Pour rappel, l'Upov est une organisation intergouvernementale créée par des Etats européens dans le but d'uniformiser la protection des obtentions végétales ou, autrement dit, la propriété intellectuelle des semences. Dans les négociations d'accords de libre-échange qu'elle mène généralement avec les pays de l'AELE, la Suisse propose systématiquement une clause qui oblige les pays à respecter Upov 91, s'ils n'en sont pas déjà membres. Très restrictive en matière de propriété intellectuelle sur les semences et les plantes, Upov 91 impose de fortes limitations aux paysans.
Pourquoi la Suisse soutient-elle Upov 91 alors qu'elle-même n'y adhère pas pleinement? Quels sont les enjeux pour la Suisse en matière d'emploi, de PIB et de fiscalité? Quelles sont les conséquences pour les pays du Sud en matière de souveraineté alimentaire, de droits des paysans et de protection des écosystèmes? Ces pratiques sont-elles compatibles avec nos engagements en faveur des objectifs de développement durable? Ce postulat permettra d'apporter des réponses à ces interrogations et à la commission de notre conseil de se positionner en connaissance de cause sur les prochains mandats de négociation d'accords de libre-échange.
Il sera peut-être aussi en mesure de rassurer le rapporteur spécial de l'ONU sur le droit à l'alimentation qui, récemment encore, demandait à la Suisse et à l'AELE de renoncer à de telles pratiques. C'est que cette thématique n'est pas anodine.
Les directives strictes d'Upov 91 peuvent être particulièrement problématiques pour les pays en développement, où l'agriculture reste le secteur employant le plus de personnes et où de nombreux agriculteurs multiplient eux-mêmes les semences. Ces pratiques participent au renforcement de la résilience de leurs exploitations et à la sécurité alimentaire à l'échelle mondiale. C'est pourquoi la majorité de la commission de notre conseil souhaite que la lumière soit faite sur cette question qui affecte notre réputation et suscite de nombreuses réactions chez nos partenaires. Ce fut récemment le cas en Thaïlande, où cette demande a suscité une levée de boucliers au sein de la société civile et des associations de paysans.
Une minorité de la commission de notre conseil appelle à rejeter ce postulat. Pour elle, la clause Upov 91 dans les mandats de négociation n'est qu'une proposition et la Suisse est toujours prête à s'en écarter afin de trouver, avec les pays partenaires, des solutions alternatives pour la protection des variétés végétales.
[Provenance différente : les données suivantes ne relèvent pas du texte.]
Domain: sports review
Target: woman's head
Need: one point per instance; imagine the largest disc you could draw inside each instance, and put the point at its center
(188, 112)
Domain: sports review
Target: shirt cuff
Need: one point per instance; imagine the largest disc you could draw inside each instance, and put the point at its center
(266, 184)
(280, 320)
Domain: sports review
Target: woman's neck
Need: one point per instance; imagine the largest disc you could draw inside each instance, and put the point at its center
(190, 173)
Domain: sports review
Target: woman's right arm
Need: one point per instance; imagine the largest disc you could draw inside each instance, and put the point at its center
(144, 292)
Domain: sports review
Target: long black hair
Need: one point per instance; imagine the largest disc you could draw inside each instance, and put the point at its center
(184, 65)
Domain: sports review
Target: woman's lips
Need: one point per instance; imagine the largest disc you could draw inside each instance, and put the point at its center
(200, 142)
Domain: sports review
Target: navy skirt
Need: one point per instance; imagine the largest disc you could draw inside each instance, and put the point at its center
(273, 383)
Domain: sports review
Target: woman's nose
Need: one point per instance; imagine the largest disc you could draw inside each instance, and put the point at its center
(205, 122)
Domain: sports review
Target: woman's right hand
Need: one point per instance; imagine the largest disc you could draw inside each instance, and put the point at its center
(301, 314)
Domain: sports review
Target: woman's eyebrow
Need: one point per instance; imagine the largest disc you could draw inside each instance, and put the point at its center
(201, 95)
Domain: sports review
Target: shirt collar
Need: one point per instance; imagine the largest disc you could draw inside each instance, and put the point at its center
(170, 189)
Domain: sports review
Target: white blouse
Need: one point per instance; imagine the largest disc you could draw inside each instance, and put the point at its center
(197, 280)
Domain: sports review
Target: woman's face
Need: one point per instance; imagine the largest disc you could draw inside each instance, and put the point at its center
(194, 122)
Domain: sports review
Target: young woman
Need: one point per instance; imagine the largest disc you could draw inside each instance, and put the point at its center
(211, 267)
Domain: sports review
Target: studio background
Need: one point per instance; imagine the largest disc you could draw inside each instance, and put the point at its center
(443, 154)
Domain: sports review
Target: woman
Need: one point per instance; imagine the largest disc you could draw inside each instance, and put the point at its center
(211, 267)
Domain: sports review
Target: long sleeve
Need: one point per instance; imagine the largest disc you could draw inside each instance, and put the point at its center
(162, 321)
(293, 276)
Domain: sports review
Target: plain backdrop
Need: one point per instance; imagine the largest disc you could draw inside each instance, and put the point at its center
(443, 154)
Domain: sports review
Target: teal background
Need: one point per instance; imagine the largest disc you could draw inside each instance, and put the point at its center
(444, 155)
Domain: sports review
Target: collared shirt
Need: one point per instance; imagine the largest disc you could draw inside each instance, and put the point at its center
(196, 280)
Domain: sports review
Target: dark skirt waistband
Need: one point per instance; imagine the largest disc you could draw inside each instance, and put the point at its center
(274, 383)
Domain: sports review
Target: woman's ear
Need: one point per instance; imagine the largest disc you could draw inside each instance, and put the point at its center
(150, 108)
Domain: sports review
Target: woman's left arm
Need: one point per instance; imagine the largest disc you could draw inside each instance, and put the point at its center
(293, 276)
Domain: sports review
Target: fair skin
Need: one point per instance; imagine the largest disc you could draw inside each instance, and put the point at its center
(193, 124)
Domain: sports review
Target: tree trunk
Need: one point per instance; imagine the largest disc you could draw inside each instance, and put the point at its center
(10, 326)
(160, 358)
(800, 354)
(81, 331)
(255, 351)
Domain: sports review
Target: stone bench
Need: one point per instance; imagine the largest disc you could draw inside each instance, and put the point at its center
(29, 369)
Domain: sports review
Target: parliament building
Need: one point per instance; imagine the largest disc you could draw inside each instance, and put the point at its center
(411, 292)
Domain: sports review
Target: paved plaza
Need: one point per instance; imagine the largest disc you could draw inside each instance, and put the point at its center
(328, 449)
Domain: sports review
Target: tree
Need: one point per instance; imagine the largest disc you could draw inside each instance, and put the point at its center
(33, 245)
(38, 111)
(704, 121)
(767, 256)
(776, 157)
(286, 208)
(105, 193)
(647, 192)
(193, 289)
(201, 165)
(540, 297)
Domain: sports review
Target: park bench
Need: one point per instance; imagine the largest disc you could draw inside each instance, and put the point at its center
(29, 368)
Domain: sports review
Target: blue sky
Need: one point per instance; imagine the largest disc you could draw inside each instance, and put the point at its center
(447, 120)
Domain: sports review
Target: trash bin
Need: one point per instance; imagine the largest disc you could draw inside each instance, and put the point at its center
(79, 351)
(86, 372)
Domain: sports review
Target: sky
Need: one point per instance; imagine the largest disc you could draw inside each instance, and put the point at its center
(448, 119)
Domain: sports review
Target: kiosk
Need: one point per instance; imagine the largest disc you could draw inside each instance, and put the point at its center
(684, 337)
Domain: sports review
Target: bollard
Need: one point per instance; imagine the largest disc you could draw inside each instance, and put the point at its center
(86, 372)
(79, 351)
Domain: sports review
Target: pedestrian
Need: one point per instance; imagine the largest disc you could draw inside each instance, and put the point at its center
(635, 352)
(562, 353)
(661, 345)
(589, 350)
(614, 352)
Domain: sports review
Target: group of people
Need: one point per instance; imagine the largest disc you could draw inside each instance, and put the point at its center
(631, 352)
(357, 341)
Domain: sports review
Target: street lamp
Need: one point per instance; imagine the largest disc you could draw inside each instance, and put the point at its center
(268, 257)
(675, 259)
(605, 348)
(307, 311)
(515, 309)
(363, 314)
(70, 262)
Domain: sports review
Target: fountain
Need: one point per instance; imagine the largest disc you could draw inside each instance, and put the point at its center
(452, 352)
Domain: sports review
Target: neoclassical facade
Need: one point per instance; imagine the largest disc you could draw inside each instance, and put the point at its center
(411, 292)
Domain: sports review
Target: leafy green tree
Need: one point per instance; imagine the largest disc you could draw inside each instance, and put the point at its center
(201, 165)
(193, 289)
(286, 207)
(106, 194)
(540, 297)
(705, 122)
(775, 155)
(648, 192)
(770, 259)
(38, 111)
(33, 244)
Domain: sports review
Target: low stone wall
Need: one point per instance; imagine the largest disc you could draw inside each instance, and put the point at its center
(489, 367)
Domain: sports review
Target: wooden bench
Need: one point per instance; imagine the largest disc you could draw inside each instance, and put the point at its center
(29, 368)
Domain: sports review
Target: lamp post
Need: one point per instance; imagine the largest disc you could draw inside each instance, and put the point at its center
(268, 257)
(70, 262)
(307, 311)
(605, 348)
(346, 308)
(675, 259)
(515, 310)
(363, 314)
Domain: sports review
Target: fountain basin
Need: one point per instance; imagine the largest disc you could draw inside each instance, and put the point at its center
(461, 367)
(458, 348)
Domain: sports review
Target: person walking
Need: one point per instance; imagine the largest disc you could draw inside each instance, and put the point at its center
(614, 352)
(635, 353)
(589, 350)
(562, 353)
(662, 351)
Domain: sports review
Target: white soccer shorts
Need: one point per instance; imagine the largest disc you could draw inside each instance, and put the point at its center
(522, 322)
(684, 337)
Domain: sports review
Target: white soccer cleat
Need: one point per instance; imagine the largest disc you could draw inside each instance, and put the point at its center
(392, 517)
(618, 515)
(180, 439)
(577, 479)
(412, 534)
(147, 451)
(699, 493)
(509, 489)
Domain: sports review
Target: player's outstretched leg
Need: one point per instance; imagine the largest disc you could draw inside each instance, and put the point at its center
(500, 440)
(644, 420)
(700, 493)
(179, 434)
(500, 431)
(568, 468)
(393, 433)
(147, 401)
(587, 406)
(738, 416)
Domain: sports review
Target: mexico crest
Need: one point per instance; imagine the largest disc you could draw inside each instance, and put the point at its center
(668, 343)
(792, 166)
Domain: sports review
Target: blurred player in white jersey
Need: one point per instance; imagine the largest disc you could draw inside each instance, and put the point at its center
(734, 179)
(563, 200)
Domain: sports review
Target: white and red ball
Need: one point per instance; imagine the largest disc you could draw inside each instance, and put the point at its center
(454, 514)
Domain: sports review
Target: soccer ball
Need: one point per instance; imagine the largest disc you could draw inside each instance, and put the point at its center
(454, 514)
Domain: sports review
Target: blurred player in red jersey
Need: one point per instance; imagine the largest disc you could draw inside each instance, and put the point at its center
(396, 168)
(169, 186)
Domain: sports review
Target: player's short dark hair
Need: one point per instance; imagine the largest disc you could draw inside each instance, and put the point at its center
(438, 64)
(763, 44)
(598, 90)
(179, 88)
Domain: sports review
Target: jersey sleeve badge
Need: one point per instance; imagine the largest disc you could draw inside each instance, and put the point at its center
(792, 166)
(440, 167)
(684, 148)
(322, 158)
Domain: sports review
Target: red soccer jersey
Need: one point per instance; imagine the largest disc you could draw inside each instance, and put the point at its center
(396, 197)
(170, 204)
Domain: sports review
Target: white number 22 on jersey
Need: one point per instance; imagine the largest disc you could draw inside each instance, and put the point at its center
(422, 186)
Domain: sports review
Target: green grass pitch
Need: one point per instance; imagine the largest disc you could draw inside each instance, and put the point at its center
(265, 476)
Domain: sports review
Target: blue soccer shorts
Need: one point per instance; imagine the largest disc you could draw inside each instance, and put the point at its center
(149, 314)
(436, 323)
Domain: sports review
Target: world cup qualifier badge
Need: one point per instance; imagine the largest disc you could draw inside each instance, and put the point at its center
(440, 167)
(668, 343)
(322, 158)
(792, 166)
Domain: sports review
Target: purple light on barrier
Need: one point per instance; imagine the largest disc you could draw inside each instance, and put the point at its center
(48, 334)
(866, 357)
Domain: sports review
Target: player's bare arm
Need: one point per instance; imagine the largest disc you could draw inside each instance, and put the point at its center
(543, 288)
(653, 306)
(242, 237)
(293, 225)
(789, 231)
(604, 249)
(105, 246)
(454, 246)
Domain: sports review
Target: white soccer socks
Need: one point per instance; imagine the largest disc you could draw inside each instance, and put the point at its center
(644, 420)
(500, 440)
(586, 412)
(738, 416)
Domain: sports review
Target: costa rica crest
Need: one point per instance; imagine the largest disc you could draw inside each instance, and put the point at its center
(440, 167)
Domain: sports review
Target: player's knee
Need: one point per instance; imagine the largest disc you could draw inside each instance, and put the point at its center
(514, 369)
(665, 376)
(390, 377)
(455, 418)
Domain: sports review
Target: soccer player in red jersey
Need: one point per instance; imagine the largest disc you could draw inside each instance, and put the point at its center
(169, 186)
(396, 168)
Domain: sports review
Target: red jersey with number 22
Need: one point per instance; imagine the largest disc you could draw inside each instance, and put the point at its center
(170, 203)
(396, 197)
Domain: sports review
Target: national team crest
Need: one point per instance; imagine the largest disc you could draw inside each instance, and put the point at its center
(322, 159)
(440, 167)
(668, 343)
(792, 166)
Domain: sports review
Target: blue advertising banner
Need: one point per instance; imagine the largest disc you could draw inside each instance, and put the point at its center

Preuve en est, pour la minorité, que les récents accords avec l'Inde et la Thaïlande consistent essentiellement en une référence aux obligations existantes dans le cadre de l'OMC. Seulement, elle omet de rappeler que cela ne fut le cas qu'en raison du refus catégorique des autorités thaïes et indiennes d'entrer en matière. D'autres pays moins résistants pourraient être contraints à renoncer à défendre correctement leurs intérêts.
De plus, cela ne répond toujours pas à la question au coeur de ce postulat de savoir quel est l'intérêt de la Suisse de promouvoir à ce point Upov 91, question à laquelle le Conseil fédéral n'a jusqu'à présent pas répondu précisément, se bornant à avancer l'argument général consistant à dire que la Suisse est un pôle d'innovation et de recherche et a dès lors un intérêt à ce que ses partenaires garantissent un niveau de protection adéquat et efficace des droits de propriété intellectuelle. On est d'autant plus en droit de se demander s'il faut en faire un objet de négociation qu'il n'existe pas en Suisse - cela a été dit par mon collègue rapporteur - d'industrie semencière orientée vers l'exportation et qu'il existe aussi un cadre donné par ADPIC - accord négocié par 123 pays au sein de l'OMC -, qui, lui, n'est pas du tout contesté.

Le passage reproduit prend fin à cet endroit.